Australia economic outlook improves after positive payrolls report
Central bank ready to shift to a neutral policy stance as full-time payrolls rise most since 1991
Australian employers boosted full-time payrolls last month by the most in more than 22 years, sending the country's currency higher and underscoring the central bank's shift to a neutral policy stance.
The number of people employed full-time rose by 80,500, the biggest increase since August 1991 and the second-largest on record, the statistics bureau said. Overall employment climbed 47,300 as part-time jobs dropped. The jobless rate held at 6 per cent.
Central bank governor Glenn Stevens reduced the benchmark interest rate by 2.25 percentage points since late 2011 to a record-low 2.5 per cent and signalled a period of steady borrowing costs. The job data and a stronger housing market indicate businesses are beginning to invest in an economy that policymakers predict will accelerate.
"Labour demand has started to heal," said Katrina Ell, an economist at Moody's Analytics. "Improved domestic demand, thanks to earlier rate cuts, is picking up the slack from mining."
The Australian dollar rose to 90.61 US cents in Sydney from 90.16 US cents before the data was released yesterday. Australia's participation rate, a measure of the labour force in proportion to the population, gained to 64.8 per cent in February from a revised 64.6 per cent a month earlier, it showed.

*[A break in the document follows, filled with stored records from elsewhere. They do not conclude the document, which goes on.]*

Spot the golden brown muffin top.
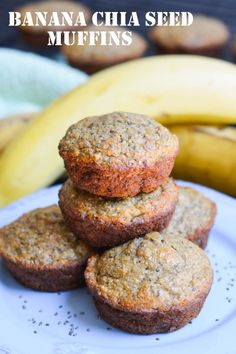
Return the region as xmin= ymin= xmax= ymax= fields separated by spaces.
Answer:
xmin=19 ymin=1 xmax=91 ymax=33
xmin=162 ymin=187 xmax=216 ymax=238
xmin=62 ymin=25 xmax=147 ymax=63
xmin=86 ymin=232 xmax=213 ymax=311
xmin=59 ymin=111 xmax=178 ymax=167
xmin=60 ymin=178 xmax=178 ymax=224
xmin=150 ymin=15 xmax=229 ymax=51
xmin=0 ymin=205 xmax=93 ymax=266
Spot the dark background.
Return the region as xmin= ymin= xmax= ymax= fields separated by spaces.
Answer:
xmin=0 ymin=0 xmax=236 ymax=61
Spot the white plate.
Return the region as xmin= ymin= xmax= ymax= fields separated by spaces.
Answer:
xmin=0 ymin=182 xmax=235 ymax=354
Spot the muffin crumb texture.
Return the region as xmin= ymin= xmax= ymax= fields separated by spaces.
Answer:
xmin=60 ymin=178 xmax=178 ymax=224
xmin=0 ymin=205 xmax=92 ymax=266
xmin=162 ymin=186 xmax=216 ymax=248
xmin=59 ymin=178 xmax=178 ymax=247
xmin=59 ymin=112 xmax=179 ymax=197
xmin=59 ymin=111 xmax=178 ymax=167
xmin=86 ymin=232 xmax=213 ymax=311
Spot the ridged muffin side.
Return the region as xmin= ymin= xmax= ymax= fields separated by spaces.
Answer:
xmin=59 ymin=112 xmax=179 ymax=198
xmin=59 ymin=178 xmax=178 ymax=248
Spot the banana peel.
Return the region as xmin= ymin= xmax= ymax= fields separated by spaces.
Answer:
xmin=0 ymin=113 xmax=36 ymax=152
xmin=1 ymin=55 xmax=236 ymax=205
xmin=170 ymin=125 xmax=236 ymax=197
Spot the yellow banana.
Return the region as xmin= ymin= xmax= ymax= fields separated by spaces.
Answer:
xmin=170 ymin=125 xmax=236 ymax=197
xmin=1 ymin=55 xmax=236 ymax=206
xmin=0 ymin=113 xmax=35 ymax=152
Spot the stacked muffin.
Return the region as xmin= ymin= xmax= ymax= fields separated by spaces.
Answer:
xmin=58 ymin=111 xmax=215 ymax=333
xmin=0 ymin=111 xmax=215 ymax=334
xmin=58 ymin=112 xmax=179 ymax=248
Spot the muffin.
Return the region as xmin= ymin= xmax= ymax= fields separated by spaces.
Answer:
xmin=59 ymin=112 xmax=179 ymax=198
xmin=18 ymin=1 xmax=91 ymax=46
xmin=62 ymin=25 xmax=147 ymax=74
xmin=232 ymin=37 xmax=236 ymax=58
xmin=162 ymin=186 xmax=216 ymax=249
xmin=150 ymin=15 xmax=229 ymax=56
xmin=85 ymin=232 xmax=213 ymax=334
xmin=0 ymin=205 xmax=94 ymax=291
xmin=59 ymin=178 xmax=178 ymax=248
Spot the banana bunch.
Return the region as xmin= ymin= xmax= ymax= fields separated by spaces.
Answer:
xmin=170 ymin=125 xmax=236 ymax=197
xmin=0 ymin=55 xmax=236 ymax=206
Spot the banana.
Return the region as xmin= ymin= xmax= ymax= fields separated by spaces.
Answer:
xmin=1 ymin=55 xmax=236 ymax=206
xmin=170 ymin=125 xmax=236 ymax=197
xmin=0 ymin=113 xmax=36 ymax=152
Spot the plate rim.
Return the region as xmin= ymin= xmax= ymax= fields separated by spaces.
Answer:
xmin=0 ymin=181 xmax=235 ymax=354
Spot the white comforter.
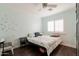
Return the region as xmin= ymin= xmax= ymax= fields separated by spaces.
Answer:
xmin=27 ymin=35 xmax=62 ymax=56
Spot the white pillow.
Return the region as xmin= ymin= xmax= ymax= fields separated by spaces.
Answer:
xmin=51 ymin=32 xmax=60 ymax=37
xmin=28 ymin=33 xmax=35 ymax=38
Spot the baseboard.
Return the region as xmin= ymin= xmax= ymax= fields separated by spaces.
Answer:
xmin=60 ymin=43 xmax=76 ymax=49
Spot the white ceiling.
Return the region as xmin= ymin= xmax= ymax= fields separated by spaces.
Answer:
xmin=0 ymin=3 xmax=76 ymax=17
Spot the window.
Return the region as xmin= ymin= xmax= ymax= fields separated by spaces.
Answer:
xmin=48 ymin=19 xmax=64 ymax=32
xmin=48 ymin=21 xmax=54 ymax=32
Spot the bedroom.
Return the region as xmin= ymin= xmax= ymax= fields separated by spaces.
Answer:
xmin=0 ymin=3 xmax=76 ymax=56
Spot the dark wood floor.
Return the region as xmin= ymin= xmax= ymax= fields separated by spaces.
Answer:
xmin=14 ymin=45 xmax=77 ymax=56
xmin=4 ymin=45 xmax=77 ymax=56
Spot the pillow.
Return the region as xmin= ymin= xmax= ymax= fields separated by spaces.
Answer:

Queensland led the employment gain with 30,700 jobs created last month, while New South Wales added 13,900 workers.
The Reserve Bank of Australia last month raised its inflation and growth forecasts, reflecting the lower currency. Cheap mortgages have driven up home prices and spurred a pickup in construction approvals.
"Some forward indicators have stabilised and then improved a little of late, which is promising," Stevens said. "But even with this, and with a slightly better growth outlook, the labour market will probably remain soft for a while yet, given that it lags changes in activity."
The central bank's record-low benchmark rate helped drive a 14.1 per cent gain in Sydney home prices in the 12 months to February. Approvals to build new homes grew 6.8 per cent in January from a month earlier, government figures showed.
Coles supermarkets will create 4,300 jobs in Australia this financial year as part of an investment of more than A$300 million (HK$2.1 billion) in the country, the company said.
Woolworths, Australia's largest retailer, is also building up its new Masters hardware chain with Lowe's.